20 March 2020

I want to cancel my contract with my supplier or customer – what do I do?

Coronavirus is disrupting supply chains all over the world. If the impact of the virus is making you consider whether to cancel contracts with suppliers or customers, there are some legal risks to think about before you go ahead.

Force majeure – cancelling contracts with suppliers

Most English law contracts will often define what constitutes a force majeure event by reference to events “beyond a party’s reasonable control”. This is usually by way of a non-exhaustive list of the type of events covered. Even if there is no express reference to “outbreaks of disease” or “epidemics” in the list of force majeure events, the coronavirus may still be regarded as a force majeure event. Therefore, caution must be exercised in relation to bringing the following actions against your supplier:

1. Cancelling a contract – Many force majeure clauses merely provide for obligations to be suspended for the duration of the force majeure event. They rarely give rise to an immediate right to terminate, so make sure you check the detail of the clause before you act.

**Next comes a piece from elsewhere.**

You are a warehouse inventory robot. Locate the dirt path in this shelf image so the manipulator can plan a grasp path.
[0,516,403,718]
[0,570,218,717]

2. Claiming damages – If your supplier fails to deliver goods or deliver on services because of disruption caused by the coronavirus, a claim may not be as straightforward as first imagined. Some suppliers may be protected by the wording of a force majeure clause, which would relieve them from liability where the delay or failure to perform is “beyond their reasonable control”.

Cancelling or postponing contracts with customers

Firstly, check if your customer contracts contain a force majeure clause. If they don’t, it’s not the end of the line, as they may include other terms which give you a general right to cancel the supply of goods, cancel services cancel or reschedule an event.

Take the following actions now:

1. Review all customer contracts in which force majeure may be a factor – whether used by or against you

2. If you are able to invoke a force majeure clause, consider the time limits and notice for doing so

3. Consider if there are any alternative ways of performing contractual obligations to your customers and take appropriate mitigation steps

4. Retain all evidence of disruption, including documents proving delay or cancellation

5. If entering into new contracts, draft clauses sufficiently clearly to cover eventualities such as the coronavirus outbreak

6. Consider whether you are covered by insurance – find out if you need to notify your insurers and if business interruption insurance applies.